François Bayrou, ou la quadrature du centre

Le leader du Modem tire à boulets rouges sur Nicolas Sarkozy. Son objectif : séduire suffisamment d’électeurs socialistes au premier tour de la présidentielle de 2012 pour être présent au second et l’emporter enfin. Un pari à l’issue incertaine, mais a-t-il un autre choix ?  

Publié le 26 mai 2009 Lecture : 6 minutes.

« Ségolène Royal, connais pas ! » Ce fut la seule réponse de François Bayrou quand on lui demanda s’il avait envoyé son livre Abus de pouvoir à sa rivale de 2007. Dénégation ô combien révélatrice dans sa contre-vérité. Bayrou et Royal ont au moins un point commun : parce qu’ils ne supportent pas plus l’un que l’autre d’avoir perdu l’élection présidentielle, ils refusent toujours d’admettre leur échec, ce qui explique leur égale obsession de revanche.

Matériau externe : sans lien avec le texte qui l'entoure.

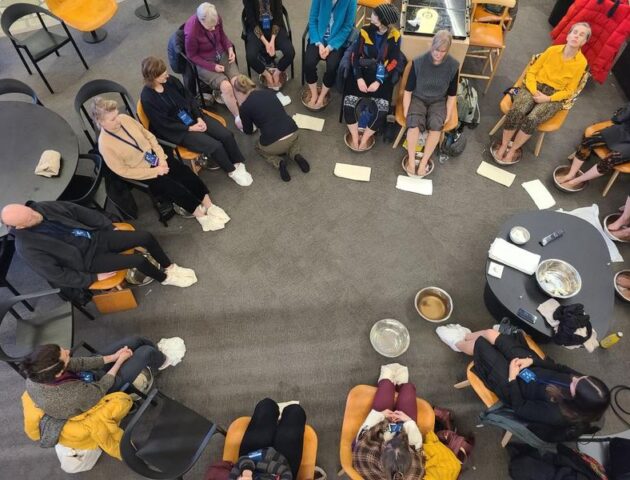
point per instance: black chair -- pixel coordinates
(177, 438)
(7, 250)
(287, 26)
(92, 89)
(45, 326)
(40, 44)
(10, 85)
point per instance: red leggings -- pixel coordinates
(406, 401)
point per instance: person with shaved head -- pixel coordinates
(73, 246)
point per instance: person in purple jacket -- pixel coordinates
(211, 50)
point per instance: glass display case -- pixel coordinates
(425, 17)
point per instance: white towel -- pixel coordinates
(513, 256)
(416, 185)
(539, 193)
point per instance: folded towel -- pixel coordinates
(513, 256)
(49, 164)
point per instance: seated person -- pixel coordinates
(279, 134)
(389, 443)
(615, 137)
(553, 78)
(175, 116)
(271, 448)
(330, 25)
(374, 59)
(64, 386)
(208, 47)
(559, 404)
(266, 35)
(429, 99)
(73, 246)
(131, 151)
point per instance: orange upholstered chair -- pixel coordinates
(87, 16)
(400, 116)
(237, 430)
(486, 396)
(358, 406)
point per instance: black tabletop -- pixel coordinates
(581, 245)
(26, 131)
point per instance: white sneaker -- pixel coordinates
(218, 212)
(210, 224)
(452, 334)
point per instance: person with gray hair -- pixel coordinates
(429, 99)
(208, 47)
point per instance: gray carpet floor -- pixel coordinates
(288, 292)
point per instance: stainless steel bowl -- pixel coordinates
(434, 304)
(389, 337)
(558, 279)
(519, 235)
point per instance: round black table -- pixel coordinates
(27, 130)
(581, 245)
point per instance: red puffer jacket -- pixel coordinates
(610, 23)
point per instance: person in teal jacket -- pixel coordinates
(330, 25)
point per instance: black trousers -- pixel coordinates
(286, 436)
(216, 142)
(254, 49)
(109, 256)
(312, 58)
(145, 354)
(180, 185)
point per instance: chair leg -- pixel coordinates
(399, 137)
(541, 137)
(497, 126)
(613, 177)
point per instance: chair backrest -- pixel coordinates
(92, 89)
(11, 85)
(177, 439)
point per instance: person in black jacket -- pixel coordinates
(558, 403)
(175, 116)
(74, 246)
(266, 35)
(271, 448)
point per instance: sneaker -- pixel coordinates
(284, 173)
(302, 163)
(452, 334)
(218, 212)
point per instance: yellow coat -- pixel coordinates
(98, 427)
(440, 462)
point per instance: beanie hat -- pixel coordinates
(388, 14)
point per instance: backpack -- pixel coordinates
(467, 104)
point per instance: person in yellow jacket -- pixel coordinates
(553, 78)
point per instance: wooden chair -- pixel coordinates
(487, 41)
(486, 396)
(358, 406)
(235, 434)
(551, 125)
(400, 117)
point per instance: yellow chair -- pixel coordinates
(87, 16)
(400, 117)
(237, 430)
(551, 125)
(486, 396)
(358, 406)
(487, 41)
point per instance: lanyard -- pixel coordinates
(134, 144)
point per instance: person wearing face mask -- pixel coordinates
(429, 99)
(175, 115)
(558, 403)
(374, 59)
(551, 79)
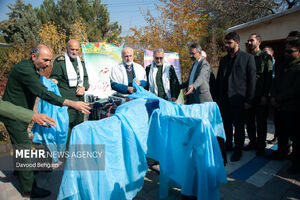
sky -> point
(128, 13)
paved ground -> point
(251, 178)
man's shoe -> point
(183, 197)
(294, 169)
(236, 156)
(260, 152)
(155, 168)
(37, 193)
(250, 147)
(277, 155)
(229, 147)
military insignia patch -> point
(61, 58)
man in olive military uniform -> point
(162, 78)
(72, 80)
(285, 97)
(23, 86)
(259, 110)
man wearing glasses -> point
(122, 75)
(23, 86)
(161, 76)
(286, 99)
(259, 112)
(70, 75)
(235, 85)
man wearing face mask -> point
(70, 75)
(122, 75)
(23, 86)
(235, 89)
(162, 78)
(259, 112)
(286, 99)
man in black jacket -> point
(235, 87)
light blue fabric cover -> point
(54, 137)
(182, 138)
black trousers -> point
(288, 127)
(233, 116)
(258, 113)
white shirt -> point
(192, 76)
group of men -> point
(246, 84)
(242, 89)
(24, 85)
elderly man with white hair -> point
(161, 76)
(123, 74)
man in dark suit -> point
(235, 87)
(198, 90)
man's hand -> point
(131, 90)
(191, 89)
(78, 105)
(138, 82)
(274, 103)
(263, 100)
(54, 80)
(43, 120)
(173, 99)
(80, 91)
(247, 106)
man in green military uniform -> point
(19, 113)
(285, 97)
(161, 76)
(23, 86)
(259, 111)
(72, 80)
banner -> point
(99, 58)
(171, 57)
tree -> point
(22, 26)
(92, 15)
(178, 25)
(22, 31)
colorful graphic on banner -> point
(99, 59)
(171, 57)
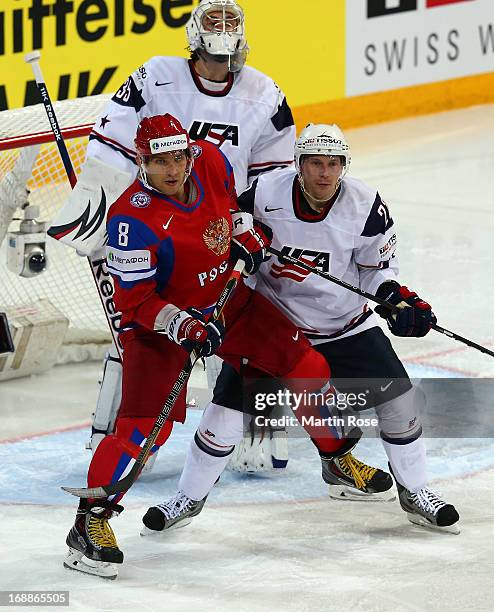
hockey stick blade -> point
(301, 264)
(125, 483)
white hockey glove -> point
(187, 328)
(81, 222)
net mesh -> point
(67, 282)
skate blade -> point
(75, 560)
(145, 531)
(422, 522)
(344, 493)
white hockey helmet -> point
(217, 27)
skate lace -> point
(428, 501)
(176, 505)
(359, 471)
(101, 533)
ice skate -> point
(175, 513)
(351, 479)
(426, 509)
(92, 544)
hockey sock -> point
(116, 453)
(210, 450)
(408, 461)
(310, 381)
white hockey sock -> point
(210, 450)
(408, 462)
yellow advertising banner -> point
(90, 46)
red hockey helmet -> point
(161, 134)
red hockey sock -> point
(116, 454)
(310, 379)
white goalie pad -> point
(81, 222)
(13, 191)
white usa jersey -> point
(248, 118)
(353, 239)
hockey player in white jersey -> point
(342, 226)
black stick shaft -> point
(334, 279)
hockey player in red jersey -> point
(171, 238)
(216, 97)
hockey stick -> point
(100, 274)
(125, 483)
(293, 260)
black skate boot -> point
(92, 545)
(172, 514)
(352, 479)
(426, 509)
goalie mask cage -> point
(29, 159)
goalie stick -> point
(305, 266)
(125, 483)
(100, 274)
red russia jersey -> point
(163, 251)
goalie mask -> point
(157, 135)
(321, 139)
(216, 27)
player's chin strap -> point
(125, 483)
(373, 298)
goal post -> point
(30, 162)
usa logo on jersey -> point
(316, 259)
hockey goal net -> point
(29, 159)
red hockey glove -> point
(414, 317)
(188, 329)
(250, 245)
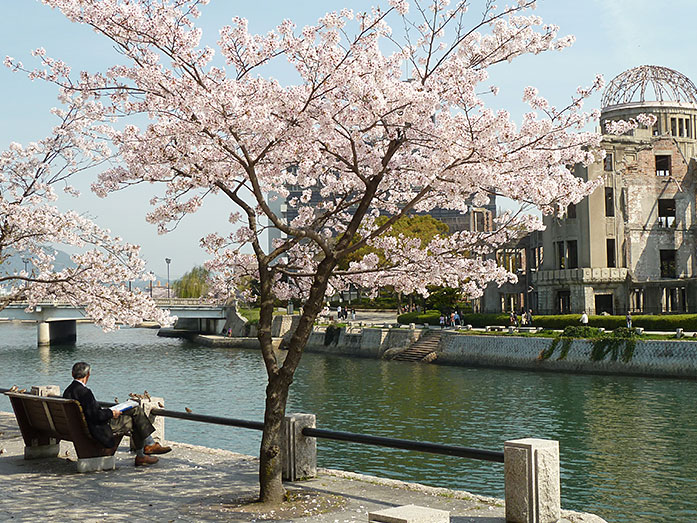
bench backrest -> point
(51, 416)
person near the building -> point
(528, 318)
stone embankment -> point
(631, 357)
(667, 358)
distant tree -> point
(424, 228)
(193, 284)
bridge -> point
(57, 322)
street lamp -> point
(168, 261)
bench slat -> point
(46, 417)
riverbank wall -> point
(637, 357)
(630, 357)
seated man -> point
(103, 424)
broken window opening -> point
(610, 247)
(609, 201)
(668, 263)
(572, 254)
(666, 213)
(607, 162)
(662, 165)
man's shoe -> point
(156, 448)
(142, 461)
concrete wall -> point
(651, 357)
(366, 343)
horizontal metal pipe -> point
(433, 448)
(255, 425)
(190, 416)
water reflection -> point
(628, 445)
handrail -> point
(351, 437)
(432, 448)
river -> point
(628, 444)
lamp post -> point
(168, 261)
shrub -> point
(580, 331)
(666, 323)
(624, 332)
(561, 321)
(431, 317)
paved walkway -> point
(200, 484)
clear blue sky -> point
(611, 36)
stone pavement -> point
(195, 483)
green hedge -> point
(668, 322)
(431, 317)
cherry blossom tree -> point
(31, 226)
(356, 128)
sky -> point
(611, 37)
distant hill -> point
(15, 263)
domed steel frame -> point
(668, 86)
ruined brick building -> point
(631, 244)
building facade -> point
(631, 244)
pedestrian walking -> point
(528, 318)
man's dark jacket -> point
(97, 417)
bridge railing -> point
(163, 302)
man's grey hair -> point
(80, 370)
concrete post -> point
(43, 333)
(298, 452)
(531, 472)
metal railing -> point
(351, 437)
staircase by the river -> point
(423, 349)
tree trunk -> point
(270, 467)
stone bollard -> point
(298, 452)
(45, 390)
(531, 472)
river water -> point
(628, 444)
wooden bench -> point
(46, 420)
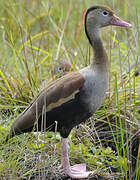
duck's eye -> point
(105, 13)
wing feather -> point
(53, 95)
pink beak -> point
(118, 22)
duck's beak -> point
(118, 22)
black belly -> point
(67, 116)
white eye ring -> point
(105, 13)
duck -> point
(75, 97)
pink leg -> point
(77, 171)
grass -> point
(34, 34)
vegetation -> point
(34, 34)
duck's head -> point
(101, 16)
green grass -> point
(34, 34)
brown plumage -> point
(73, 98)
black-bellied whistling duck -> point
(73, 98)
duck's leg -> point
(77, 171)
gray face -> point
(99, 17)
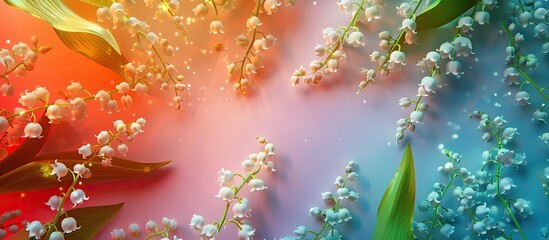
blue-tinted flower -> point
(505, 185)
(447, 230)
(344, 214)
(480, 228)
(523, 208)
(332, 217)
(482, 211)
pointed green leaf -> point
(90, 220)
(441, 12)
(37, 175)
(80, 35)
(396, 209)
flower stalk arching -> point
(71, 188)
(230, 193)
(344, 35)
(240, 85)
(517, 64)
(427, 88)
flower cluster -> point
(480, 195)
(18, 62)
(332, 51)
(394, 59)
(151, 228)
(521, 18)
(8, 222)
(254, 41)
(229, 192)
(140, 76)
(79, 171)
(447, 53)
(335, 213)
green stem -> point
(506, 206)
(161, 233)
(342, 37)
(437, 207)
(248, 50)
(236, 191)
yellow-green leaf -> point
(98, 3)
(90, 220)
(80, 35)
(37, 174)
(396, 209)
(441, 12)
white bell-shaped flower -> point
(69, 225)
(209, 232)
(35, 229)
(197, 223)
(78, 196)
(242, 209)
(226, 193)
(33, 130)
(54, 202)
(216, 27)
(59, 169)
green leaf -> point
(98, 3)
(90, 220)
(396, 209)
(80, 35)
(37, 175)
(441, 12)
(28, 149)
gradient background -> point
(316, 129)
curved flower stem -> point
(506, 206)
(400, 35)
(437, 207)
(236, 191)
(352, 25)
(336, 206)
(7, 72)
(248, 51)
(517, 63)
(159, 233)
(60, 208)
(498, 178)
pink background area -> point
(316, 129)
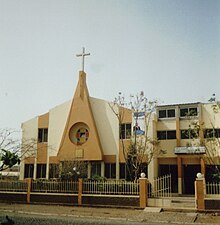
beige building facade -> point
(85, 129)
(184, 131)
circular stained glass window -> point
(79, 133)
(82, 135)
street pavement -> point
(23, 214)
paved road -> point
(24, 214)
(25, 219)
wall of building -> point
(57, 121)
(107, 126)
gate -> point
(160, 187)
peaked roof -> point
(80, 125)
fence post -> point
(143, 192)
(80, 189)
(29, 184)
(200, 192)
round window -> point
(79, 133)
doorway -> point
(189, 177)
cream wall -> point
(57, 121)
(166, 124)
(30, 131)
(29, 138)
(107, 126)
(209, 117)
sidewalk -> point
(111, 213)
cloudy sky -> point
(170, 49)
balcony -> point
(190, 150)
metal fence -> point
(160, 187)
(54, 186)
(111, 187)
(213, 189)
(13, 186)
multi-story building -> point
(85, 129)
(182, 130)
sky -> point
(169, 49)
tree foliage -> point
(142, 147)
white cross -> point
(83, 56)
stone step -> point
(183, 202)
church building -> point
(84, 129)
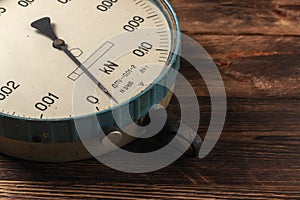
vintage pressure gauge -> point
(47, 47)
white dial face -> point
(37, 81)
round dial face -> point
(122, 44)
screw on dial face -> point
(44, 26)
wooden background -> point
(256, 45)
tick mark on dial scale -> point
(45, 27)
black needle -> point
(44, 26)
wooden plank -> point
(235, 17)
(251, 160)
(251, 66)
(41, 190)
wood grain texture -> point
(255, 44)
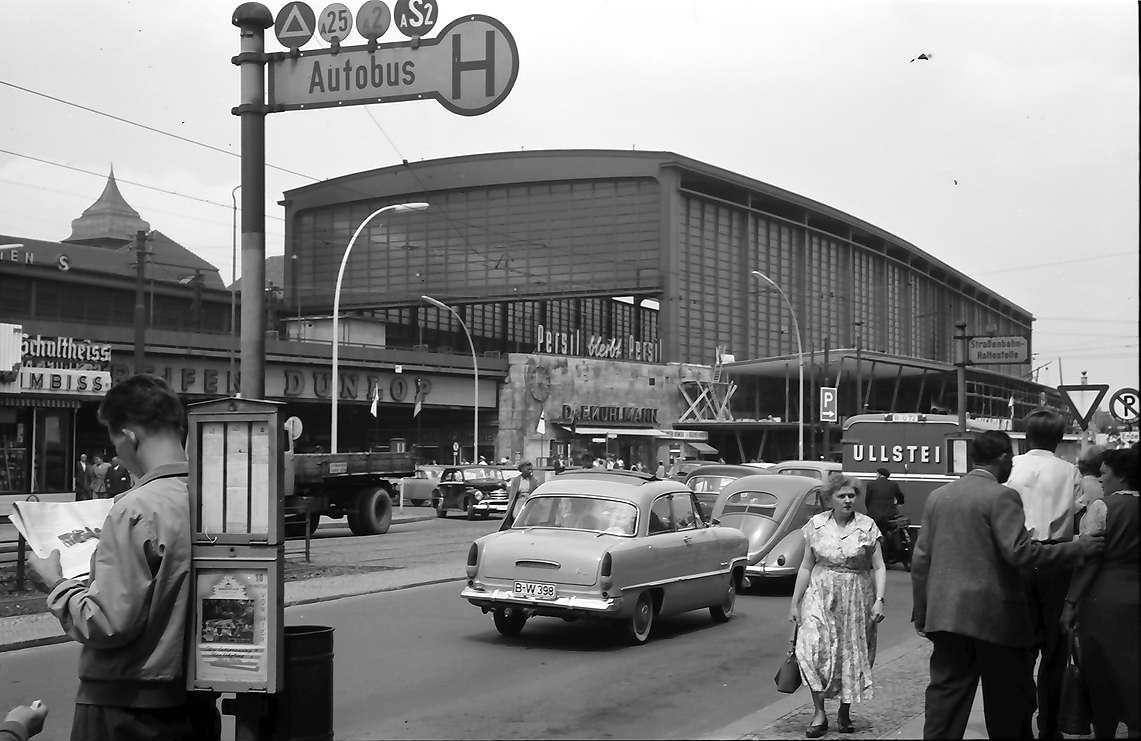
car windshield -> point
(750, 502)
(579, 513)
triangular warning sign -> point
(1083, 400)
(294, 25)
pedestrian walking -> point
(969, 596)
(130, 615)
(1103, 599)
(1089, 466)
(517, 492)
(1050, 489)
(97, 477)
(838, 603)
(81, 477)
(119, 478)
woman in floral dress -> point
(838, 603)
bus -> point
(919, 451)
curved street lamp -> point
(800, 355)
(336, 384)
(475, 369)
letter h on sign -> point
(487, 64)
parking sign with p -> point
(828, 404)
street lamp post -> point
(800, 363)
(233, 295)
(334, 387)
(475, 370)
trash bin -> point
(306, 708)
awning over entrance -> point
(620, 432)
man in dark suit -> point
(81, 477)
(970, 599)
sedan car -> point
(477, 490)
(707, 482)
(422, 486)
(611, 545)
(770, 509)
(818, 469)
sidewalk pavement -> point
(24, 631)
(896, 711)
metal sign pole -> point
(252, 18)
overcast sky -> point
(1030, 106)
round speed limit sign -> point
(334, 23)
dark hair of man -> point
(1044, 428)
(1090, 465)
(838, 481)
(143, 401)
(1124, 465)
(988, 446)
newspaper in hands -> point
(72, 528)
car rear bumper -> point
(488, 598)
(770, 571)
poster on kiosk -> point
(235, 452)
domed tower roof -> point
(110, 222)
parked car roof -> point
(785, 489)
(629, 485)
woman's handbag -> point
(1074, 713)
(787, 677)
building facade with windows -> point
(646, 257)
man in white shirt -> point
(1050, 489)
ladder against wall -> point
(709, 401)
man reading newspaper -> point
(131, 614)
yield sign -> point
(1083, 400)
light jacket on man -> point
(965, 570)
(131, 614)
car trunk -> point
(569, 557)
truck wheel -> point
(373, 513)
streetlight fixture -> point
(334, 387)
(475, 370)
(800, 355)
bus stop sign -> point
(468, 69)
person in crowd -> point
(882, 499)
(23, 722)
(119, 478)
(1050, 489)
(969, 596)
(130, 617)
(82, 477)
(97, 480)
(1089, 465)
(517, 492)
(1103, 599)
(838, 603)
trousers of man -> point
(1045, 590)
(957, 665)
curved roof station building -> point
(624, 259)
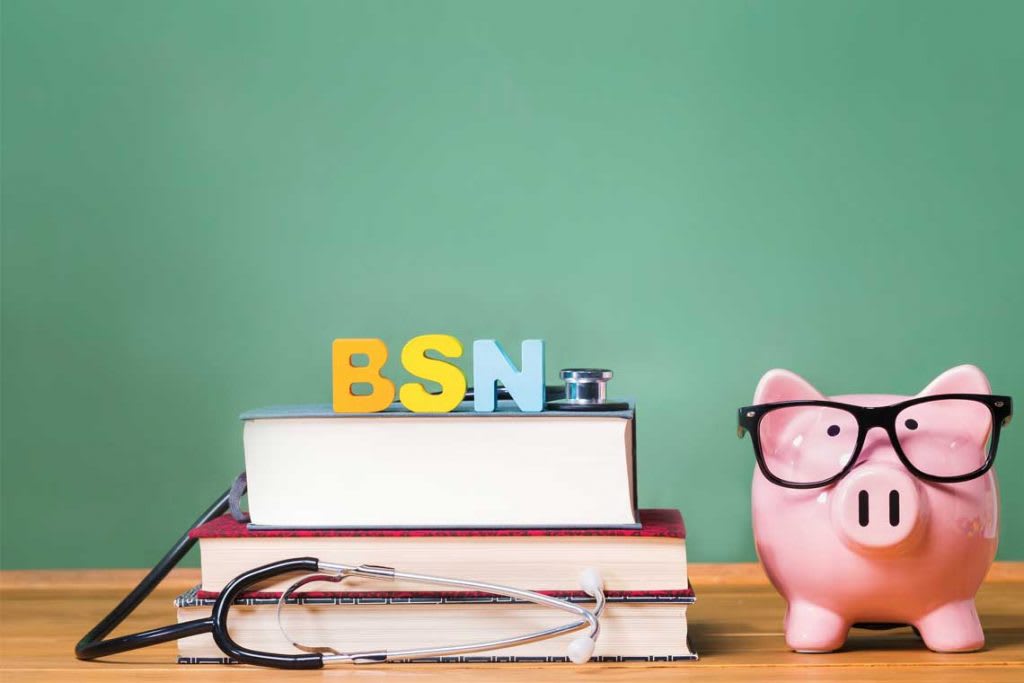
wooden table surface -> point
(735, 628)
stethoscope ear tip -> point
(581, 649)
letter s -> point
(413, 395)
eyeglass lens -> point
(807, 443)
(810, 443)
(948, 437)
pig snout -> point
(877, 507)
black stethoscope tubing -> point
(92, 645)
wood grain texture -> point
(735, 627)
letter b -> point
(345, 375)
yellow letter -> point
(345, 375)
(453, 382)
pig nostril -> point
(894, 508)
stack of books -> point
(523, 500)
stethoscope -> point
(585, 391)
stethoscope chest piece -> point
(586, 391)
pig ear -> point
(962, 379)
(778, 385)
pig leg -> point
(952, 628)
(810, 628)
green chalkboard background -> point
(198, 197)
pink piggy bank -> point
(877, 509)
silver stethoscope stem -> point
(580, 650)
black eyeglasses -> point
(810, 443)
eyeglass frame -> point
(869, 417)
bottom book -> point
(635, 627)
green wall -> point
(198, 197)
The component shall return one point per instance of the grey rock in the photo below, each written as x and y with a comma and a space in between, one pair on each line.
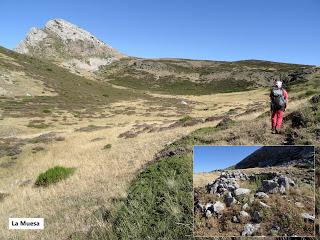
249, 229
285, 182
282, 189
230, 200
208, 206
274, 230
308, 217
257, 217
270, 186
208, 213
299, 204
218, 207
262, 204
245, 206
242, 191
244, 214
262, 195
235, 219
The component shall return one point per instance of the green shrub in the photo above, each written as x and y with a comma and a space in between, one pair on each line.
53, 175
159, 201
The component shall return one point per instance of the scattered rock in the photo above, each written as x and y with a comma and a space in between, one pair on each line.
3, 195
242, 191
308, 217
208, 213
244, 214
262, 204
245, 206
270, 186
218, 207
229, 199
257, 217
249, 229
261, 195
224, 123
299, 204
274, 230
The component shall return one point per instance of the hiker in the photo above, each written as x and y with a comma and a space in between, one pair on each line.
279, 101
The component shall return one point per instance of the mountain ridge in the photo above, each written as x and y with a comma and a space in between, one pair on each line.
63, 42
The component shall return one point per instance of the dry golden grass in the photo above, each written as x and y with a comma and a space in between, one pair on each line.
101, 175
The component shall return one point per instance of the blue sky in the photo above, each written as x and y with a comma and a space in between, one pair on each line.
208, 158
286, 30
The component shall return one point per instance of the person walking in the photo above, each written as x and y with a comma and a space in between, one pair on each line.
279, 101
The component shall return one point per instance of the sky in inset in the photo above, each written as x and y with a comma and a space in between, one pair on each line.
209, 158
284, 31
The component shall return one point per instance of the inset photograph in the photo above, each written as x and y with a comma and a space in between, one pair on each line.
254, 191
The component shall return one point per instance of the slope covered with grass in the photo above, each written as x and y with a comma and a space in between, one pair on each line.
70, 91
192, 77
155, 208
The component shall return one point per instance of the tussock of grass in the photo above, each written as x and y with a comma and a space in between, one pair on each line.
153, 204
53, 175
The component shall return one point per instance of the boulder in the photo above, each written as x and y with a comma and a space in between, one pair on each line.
208, 213
242, 191
299, 204
257, 217
270, 186
244, 214
249, 229
274, 230
285, 182
208, 206
235, 219
308, 217
218, 207
229, 199
262, 204
282, 189
261, 195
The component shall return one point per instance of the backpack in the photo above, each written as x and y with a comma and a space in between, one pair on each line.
277, 99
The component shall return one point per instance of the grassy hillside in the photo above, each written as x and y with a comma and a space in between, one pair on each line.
70, 92
182, 76
141, 204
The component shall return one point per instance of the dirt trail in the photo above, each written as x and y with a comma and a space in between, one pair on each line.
102, 174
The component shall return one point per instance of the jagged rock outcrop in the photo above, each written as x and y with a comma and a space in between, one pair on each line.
66, 43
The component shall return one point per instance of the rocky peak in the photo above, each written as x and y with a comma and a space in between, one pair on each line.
65, 43
68, 31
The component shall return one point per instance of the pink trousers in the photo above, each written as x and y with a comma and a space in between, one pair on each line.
276, 118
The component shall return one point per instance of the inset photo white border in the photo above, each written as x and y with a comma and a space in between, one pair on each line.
231, 197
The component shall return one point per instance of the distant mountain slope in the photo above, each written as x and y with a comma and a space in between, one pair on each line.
276, 156
67, 43
79, 51
28, 85
184, 76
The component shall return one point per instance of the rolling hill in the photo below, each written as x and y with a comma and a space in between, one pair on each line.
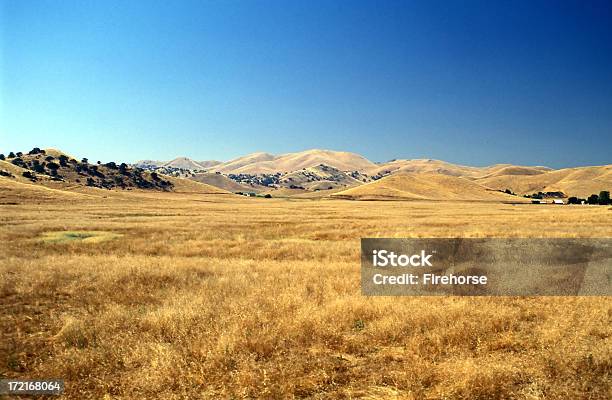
265, 163
424, 186
56, 170
318, 177
183, 163
223, 182
581, 181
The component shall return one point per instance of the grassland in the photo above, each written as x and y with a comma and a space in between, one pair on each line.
218, 296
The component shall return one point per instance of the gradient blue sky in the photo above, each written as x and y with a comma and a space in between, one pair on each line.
473, 82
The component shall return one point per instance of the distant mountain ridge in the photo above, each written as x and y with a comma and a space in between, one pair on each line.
304, 170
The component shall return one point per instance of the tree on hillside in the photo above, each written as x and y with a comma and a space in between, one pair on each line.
593, 199
29, 175
63, 160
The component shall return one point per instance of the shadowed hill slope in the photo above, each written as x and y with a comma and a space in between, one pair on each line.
260, 163
411, 186
581, 181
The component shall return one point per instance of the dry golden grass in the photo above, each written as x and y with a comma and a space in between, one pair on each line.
208, 296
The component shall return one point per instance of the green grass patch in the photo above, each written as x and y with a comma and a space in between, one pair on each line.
79, 236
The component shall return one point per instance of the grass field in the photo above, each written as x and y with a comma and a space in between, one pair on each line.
218, 296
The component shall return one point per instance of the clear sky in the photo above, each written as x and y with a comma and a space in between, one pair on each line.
473, 82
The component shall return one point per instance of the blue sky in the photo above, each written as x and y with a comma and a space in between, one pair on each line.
472, 82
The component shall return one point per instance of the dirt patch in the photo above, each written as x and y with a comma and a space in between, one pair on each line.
79, 236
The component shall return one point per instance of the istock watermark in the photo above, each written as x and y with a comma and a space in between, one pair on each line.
486, 267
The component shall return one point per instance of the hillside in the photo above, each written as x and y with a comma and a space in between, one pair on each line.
508, 169
260, 163
581, 181
319, 177
223, 182
209, 163
235, 165
56, 170
424, 166
424, 186
184, 163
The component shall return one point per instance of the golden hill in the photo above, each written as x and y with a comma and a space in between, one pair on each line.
424, 166
425, 186
580, 182
56, 170
264, 163
223, 182
183, 163
319, 177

À l’inverse, Bayrou a adressé un exemplaire de son ouvrage à François Hollande, parce qu’il « l’aime bien ». L’aime-t-il autant depuis que l’ancien premier secrétaire du PS envisage à son tour d’entrer dans la course présidentielle en 2012 ? La réponse est oui, s’il est vrai qu’en politique les ennemis de mes ennemis sont mes amis.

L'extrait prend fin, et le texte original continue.